Chamado
Eis que depois de tanto chamar pela morte nos últimos dezesseis anos o rapaz alcançou sua meta de vida.
Enquanto sorvia o café sentado na padaria da esquina em que trabalhava como técnico de suporte em TI, alçou voo dali para revisitar seu passado e suas dores que tanto o envergonhavam. Eram nessas retrospectivas que o corpo parava no tempo e tal qual uma caixinha de música, o peito se abria e o coração começava a valsar sobre as superfícies que estavam próximas, a cada memória recuperada a bomba cárnea tremelicava de forma tão aguda que parecia como se dores fantasmas lhe atravessassem. Consciente dentro do próprio transe, o jovem começou sua oração para o anjo do fim, desejado tanto pelo sagrado quanto o profano que ascendesse aos cosmos.
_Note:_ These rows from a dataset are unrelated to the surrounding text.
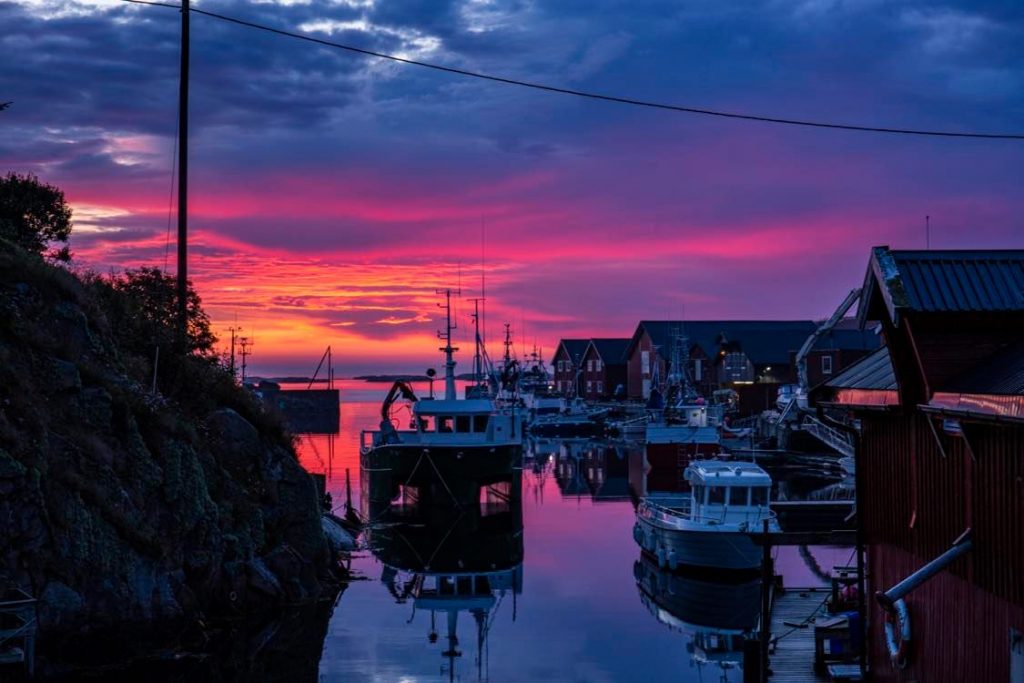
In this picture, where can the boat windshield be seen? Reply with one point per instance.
(759, 496)
(717, 495)
(464, 424)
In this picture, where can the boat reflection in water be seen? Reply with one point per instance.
(445, 560)
(716, 616)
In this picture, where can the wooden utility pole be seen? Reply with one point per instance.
(183, 174)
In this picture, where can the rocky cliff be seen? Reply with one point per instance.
(127, 507)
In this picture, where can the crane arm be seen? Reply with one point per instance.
(822, 329)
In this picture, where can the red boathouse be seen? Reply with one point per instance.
(940, 463)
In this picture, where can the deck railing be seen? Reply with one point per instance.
(832, 437)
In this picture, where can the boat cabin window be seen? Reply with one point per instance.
(737, 496)
(759, 496)
(717, 495)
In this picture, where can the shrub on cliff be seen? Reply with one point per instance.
(34, 214)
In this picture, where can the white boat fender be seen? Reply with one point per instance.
(897, 628)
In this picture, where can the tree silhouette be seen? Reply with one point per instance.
(34, 214)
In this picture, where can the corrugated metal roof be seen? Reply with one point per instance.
(873, 372)
(573, 347)
(611, 350)
(999, 374)
(956, 281)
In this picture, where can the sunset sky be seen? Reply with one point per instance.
(333, 194)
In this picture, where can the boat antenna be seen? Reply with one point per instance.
(445, 335)
(477, 359)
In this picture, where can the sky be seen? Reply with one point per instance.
(332, 195)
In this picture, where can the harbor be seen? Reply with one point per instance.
(489, 341)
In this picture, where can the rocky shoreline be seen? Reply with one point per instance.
(134, 511)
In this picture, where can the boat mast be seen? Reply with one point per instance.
(450, 393)
(477, 359)
(508, 344)
(182, 280)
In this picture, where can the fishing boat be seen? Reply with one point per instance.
(446, 564)
(711, 525)
(574, 419)
(717, 615)
(476, 439)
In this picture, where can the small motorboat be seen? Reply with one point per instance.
(712, 524)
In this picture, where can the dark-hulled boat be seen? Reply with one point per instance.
(449, 439)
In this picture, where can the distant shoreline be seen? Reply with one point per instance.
(370, 379)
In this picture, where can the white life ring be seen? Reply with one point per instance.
(897, 628)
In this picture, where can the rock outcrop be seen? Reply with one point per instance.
(123, 508)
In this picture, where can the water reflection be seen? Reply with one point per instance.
(573, 594)
(442, 561)
(598, 469)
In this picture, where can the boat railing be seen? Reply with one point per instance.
(747, 516)
(679, 506)
(366, 445)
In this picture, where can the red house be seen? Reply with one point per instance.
(566, 363)
(603, 368)
(940, 463)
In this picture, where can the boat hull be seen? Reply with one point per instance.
(455, 473)
(712, 549)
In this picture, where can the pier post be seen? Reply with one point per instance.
(766, 583)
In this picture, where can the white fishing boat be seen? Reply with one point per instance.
(711, 525)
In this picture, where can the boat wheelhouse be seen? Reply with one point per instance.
(711, 525)
(477, 439)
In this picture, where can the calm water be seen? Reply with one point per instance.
(580, 607)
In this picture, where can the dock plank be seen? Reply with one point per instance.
(792, 659)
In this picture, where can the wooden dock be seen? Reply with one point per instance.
(17, 632)
(793, 614)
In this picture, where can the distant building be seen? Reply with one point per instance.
(722, 353)
(940, 462)
(603, 368)
(839, 348)
(566, 361)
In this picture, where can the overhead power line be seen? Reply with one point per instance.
(587, 94)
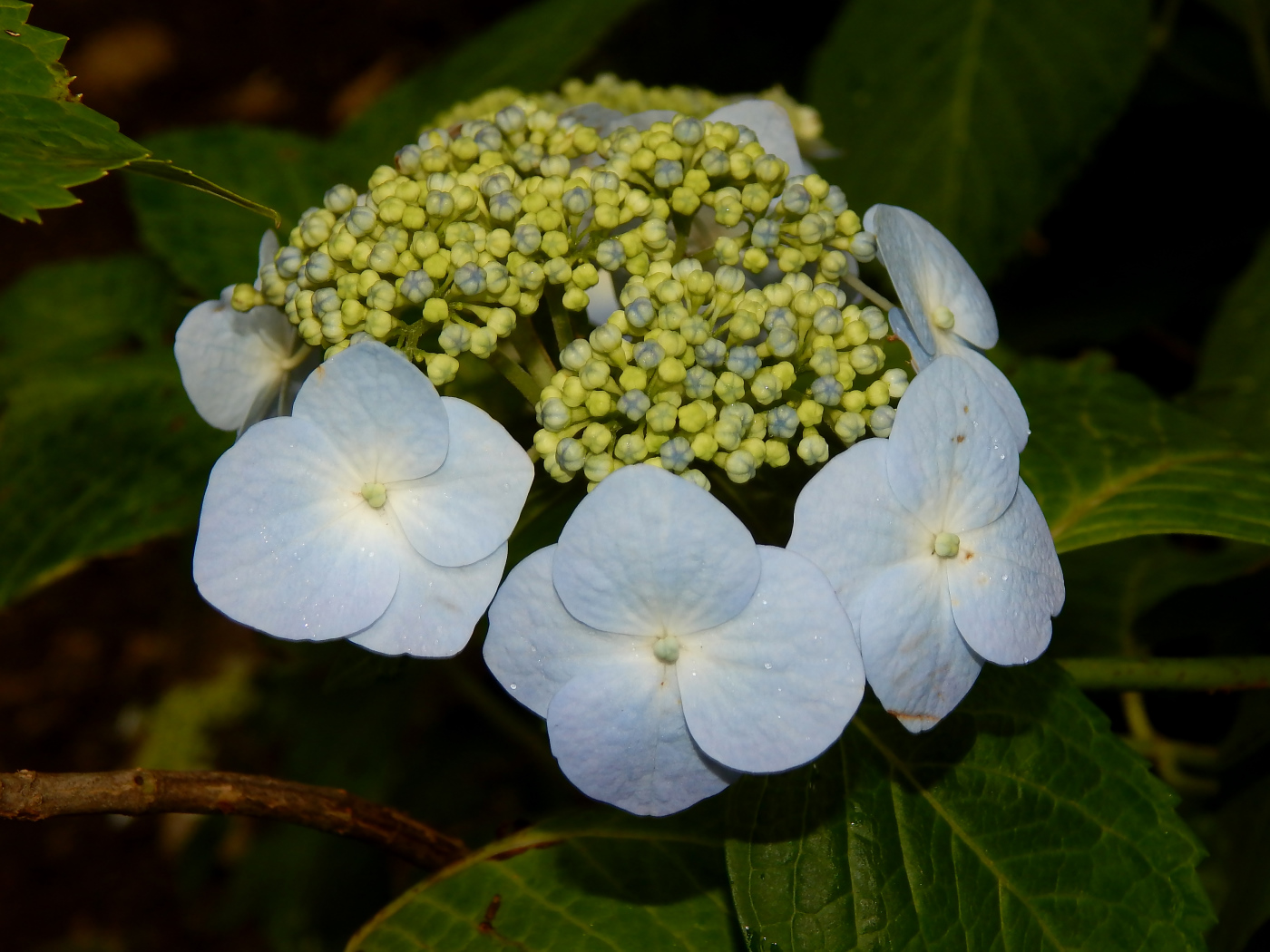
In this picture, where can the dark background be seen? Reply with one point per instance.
(1134, 259)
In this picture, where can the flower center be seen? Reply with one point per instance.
(666, 649)
(946, 545)
(376, 495)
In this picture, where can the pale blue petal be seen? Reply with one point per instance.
(917, 663)
(952, 459)
(535, 646)
(380, 410)
(288, 543)
(435, 608)
(1006, 584)
(619, 733)
(774, 687)
(467, 508)
(648, 552)
(848, 522)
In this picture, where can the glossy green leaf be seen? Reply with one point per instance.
(1019, 822)
(973, 113)
(533, 48)
(48, 141)
(209, 243)
(1110, 587)
(1109, 460)
(1234, 380)
(99, 448)
(597, 881)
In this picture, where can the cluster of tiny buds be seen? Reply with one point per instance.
(698, 370)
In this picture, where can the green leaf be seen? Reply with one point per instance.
(1234, 380)
(209, 243)
(48, 141)
(1109, 460)
(99, 448)
(597, 881)
(1110, 587)
(973, 113)
(167, 170)
(1019, 822)
(533, 48)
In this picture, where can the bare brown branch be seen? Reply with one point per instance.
(38, 796)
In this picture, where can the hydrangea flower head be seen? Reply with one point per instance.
(937, 549)
(238, 365)
(378, 510)
(945, 306)
(667, 650)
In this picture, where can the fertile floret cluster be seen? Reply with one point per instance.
(704, 362)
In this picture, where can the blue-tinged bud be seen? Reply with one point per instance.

Durante dezesseis anos em que repetia assiduamente o ritual nunca ouvira um fonema sequer em resposta, qual não foi a surpresa e o susto quando seus ouvidos beberam das palavras graves "Que assim seja, amém". Um forte estampido o jogou com tanta força que caiu para trás, fora inexplicavelmente retirado com tanta violência da ilusão que ele mesmo criou que lhe faltou o fôlego nos pulmões, de sua face desbotaram todas as cores outrora vivas, a boca secou e a garganta imitando a forca meteu-se num nó cego impossível de sequer pronunciar a dor que queimava-lhe o peito.
Lentamente sentiu a força esvair seu corpo e uma estranha sonolência lhe dominar, estranhava o calor úmido que tomava conta de seu corpo à medida que o sangue lhe banhava numa grande poça. Uma multidão lhe cercava e tal visão lhe angustiou por uma última vez antes de morrer.